Are steel mills price gouging?
Staff -- Purchasing, 5/6/2004
The metalworking activity index reached the strongest reading in April since May of 2000, but buyers are more concerned about runaway pricing for steel and base metals. In fact, almost 92% of buyers polled say prices were higher in April than in March, and nearly all fret about costs since metals prices are among the highest in three decades. "Business is solid right now," says a purchasing manager in California, "but domestic metals buying is wild and that could dampen the entire manufacturing sector."
Actually, metals buyers are far from happy about current market circumstances: Prices are too high, deliveries are too slow, and mills have a take-it-or-leave-it attitude.

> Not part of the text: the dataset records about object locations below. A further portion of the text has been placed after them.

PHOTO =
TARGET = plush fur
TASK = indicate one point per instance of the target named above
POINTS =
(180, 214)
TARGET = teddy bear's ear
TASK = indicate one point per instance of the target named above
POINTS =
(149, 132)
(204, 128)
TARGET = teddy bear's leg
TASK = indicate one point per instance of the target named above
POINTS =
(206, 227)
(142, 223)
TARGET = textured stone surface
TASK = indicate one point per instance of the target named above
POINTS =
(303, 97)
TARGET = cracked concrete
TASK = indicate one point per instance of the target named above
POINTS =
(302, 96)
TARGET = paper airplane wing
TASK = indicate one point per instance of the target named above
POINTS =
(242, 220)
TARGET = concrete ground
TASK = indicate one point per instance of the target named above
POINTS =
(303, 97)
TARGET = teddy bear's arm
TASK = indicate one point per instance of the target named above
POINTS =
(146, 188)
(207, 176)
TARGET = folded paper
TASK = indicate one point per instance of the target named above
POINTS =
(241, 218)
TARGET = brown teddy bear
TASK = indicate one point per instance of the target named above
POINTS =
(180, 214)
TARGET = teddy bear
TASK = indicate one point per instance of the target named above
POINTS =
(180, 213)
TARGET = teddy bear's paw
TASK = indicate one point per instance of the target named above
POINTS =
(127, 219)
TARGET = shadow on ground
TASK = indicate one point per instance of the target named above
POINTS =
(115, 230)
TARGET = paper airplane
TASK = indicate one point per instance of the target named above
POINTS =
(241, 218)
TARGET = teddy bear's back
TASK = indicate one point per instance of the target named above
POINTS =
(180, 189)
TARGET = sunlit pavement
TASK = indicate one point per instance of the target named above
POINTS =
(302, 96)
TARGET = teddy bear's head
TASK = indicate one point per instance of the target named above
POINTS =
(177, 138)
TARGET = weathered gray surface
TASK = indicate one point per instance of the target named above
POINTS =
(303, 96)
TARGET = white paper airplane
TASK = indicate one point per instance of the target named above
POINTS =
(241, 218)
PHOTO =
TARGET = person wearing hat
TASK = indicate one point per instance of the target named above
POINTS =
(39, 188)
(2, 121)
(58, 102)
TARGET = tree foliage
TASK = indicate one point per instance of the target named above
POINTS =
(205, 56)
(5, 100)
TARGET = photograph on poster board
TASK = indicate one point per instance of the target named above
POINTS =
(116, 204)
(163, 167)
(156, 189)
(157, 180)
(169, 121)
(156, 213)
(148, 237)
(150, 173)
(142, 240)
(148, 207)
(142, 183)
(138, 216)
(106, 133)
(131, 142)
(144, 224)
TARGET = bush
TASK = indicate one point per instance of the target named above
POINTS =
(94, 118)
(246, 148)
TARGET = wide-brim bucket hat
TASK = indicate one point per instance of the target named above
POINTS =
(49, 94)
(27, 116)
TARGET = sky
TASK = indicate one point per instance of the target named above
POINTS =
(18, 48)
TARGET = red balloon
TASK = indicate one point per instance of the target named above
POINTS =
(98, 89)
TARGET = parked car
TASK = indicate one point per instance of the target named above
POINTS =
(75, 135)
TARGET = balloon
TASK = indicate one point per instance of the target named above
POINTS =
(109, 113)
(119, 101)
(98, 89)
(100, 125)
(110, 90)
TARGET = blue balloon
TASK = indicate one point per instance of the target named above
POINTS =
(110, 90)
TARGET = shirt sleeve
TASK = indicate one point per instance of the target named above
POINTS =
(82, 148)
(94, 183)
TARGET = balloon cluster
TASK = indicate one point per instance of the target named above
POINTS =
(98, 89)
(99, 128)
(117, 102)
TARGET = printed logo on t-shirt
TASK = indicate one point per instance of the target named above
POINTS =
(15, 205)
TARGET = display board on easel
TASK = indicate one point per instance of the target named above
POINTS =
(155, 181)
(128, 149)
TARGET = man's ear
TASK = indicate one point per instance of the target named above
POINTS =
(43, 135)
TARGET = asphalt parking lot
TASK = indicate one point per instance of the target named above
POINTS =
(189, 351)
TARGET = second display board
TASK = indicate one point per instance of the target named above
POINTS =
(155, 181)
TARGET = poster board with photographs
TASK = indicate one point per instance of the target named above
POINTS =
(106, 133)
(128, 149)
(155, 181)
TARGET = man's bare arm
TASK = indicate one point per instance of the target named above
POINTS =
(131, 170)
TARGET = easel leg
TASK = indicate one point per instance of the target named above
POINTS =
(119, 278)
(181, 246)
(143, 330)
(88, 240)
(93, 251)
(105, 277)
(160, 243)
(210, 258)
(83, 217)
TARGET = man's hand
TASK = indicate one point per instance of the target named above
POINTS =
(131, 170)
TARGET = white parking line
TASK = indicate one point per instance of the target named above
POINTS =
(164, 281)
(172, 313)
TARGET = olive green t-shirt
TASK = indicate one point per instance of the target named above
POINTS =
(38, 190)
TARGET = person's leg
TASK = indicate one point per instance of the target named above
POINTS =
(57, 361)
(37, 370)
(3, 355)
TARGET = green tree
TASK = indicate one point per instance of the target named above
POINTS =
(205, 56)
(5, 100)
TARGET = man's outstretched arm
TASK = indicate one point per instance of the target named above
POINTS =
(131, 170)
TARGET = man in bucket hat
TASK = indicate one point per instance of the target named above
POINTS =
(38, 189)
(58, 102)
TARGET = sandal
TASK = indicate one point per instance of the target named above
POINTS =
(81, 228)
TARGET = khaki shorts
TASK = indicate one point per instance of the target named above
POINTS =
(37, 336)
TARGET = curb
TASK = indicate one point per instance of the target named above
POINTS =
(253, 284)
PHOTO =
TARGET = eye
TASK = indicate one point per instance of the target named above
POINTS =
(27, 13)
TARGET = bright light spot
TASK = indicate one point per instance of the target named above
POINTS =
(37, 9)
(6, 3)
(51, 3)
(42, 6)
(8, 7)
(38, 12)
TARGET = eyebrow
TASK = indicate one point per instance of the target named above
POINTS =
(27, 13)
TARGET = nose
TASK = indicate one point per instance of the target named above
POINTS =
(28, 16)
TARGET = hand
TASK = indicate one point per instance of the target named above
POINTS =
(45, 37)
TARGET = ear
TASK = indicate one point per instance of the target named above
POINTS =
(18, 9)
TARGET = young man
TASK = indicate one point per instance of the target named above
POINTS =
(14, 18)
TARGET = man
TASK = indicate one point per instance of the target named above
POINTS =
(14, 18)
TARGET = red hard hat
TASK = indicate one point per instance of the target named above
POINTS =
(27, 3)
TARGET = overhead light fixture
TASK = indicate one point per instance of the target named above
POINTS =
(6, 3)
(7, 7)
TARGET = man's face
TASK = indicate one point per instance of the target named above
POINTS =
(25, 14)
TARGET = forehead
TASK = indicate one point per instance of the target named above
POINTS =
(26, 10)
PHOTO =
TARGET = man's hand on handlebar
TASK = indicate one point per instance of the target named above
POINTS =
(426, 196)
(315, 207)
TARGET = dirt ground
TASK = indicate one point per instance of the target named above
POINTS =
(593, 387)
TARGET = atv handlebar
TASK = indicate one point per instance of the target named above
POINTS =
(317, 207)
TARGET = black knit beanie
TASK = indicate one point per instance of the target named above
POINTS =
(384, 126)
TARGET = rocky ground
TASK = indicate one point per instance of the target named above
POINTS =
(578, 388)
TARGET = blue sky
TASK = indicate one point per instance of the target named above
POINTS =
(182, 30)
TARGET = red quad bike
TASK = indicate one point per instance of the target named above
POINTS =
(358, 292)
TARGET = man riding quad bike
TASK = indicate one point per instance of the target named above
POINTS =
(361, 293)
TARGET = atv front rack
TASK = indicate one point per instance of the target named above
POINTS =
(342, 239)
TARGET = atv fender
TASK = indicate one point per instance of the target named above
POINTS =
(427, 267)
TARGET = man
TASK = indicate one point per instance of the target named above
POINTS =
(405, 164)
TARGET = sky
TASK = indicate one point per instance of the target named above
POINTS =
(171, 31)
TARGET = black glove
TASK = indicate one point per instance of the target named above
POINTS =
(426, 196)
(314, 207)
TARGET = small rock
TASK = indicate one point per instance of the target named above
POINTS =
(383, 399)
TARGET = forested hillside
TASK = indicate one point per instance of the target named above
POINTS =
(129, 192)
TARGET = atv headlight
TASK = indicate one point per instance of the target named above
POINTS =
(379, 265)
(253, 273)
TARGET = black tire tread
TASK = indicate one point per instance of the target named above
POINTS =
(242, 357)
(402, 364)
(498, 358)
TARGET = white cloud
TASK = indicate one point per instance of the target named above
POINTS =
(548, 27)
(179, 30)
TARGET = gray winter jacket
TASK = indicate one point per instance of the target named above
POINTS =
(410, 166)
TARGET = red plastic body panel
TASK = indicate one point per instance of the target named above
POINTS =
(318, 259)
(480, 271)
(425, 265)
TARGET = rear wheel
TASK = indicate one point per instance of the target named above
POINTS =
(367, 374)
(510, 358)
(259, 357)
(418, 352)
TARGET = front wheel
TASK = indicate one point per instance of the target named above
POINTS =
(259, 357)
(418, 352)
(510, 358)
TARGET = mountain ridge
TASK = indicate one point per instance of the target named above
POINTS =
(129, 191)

"When purchasing of a variety of metals, such as carbon sheet, aluminum and stainless steel, we are incurring stratospheric price increases that we are told is the result of strong demand from China causing raw material shortages at the domestic mills," says a senior metals buyer in Illinois. "However, the mills don't really explain what's happening, are not honoring contracts and see this time as an opportunity to price gouge."
Many buyers also agree with his view that "mills have taken an adversarial relationship with their customers." By and large, buyers are angry about the levels of raw materials surcharges for carbon steel, insisting that the mills haven't justified these tariffs."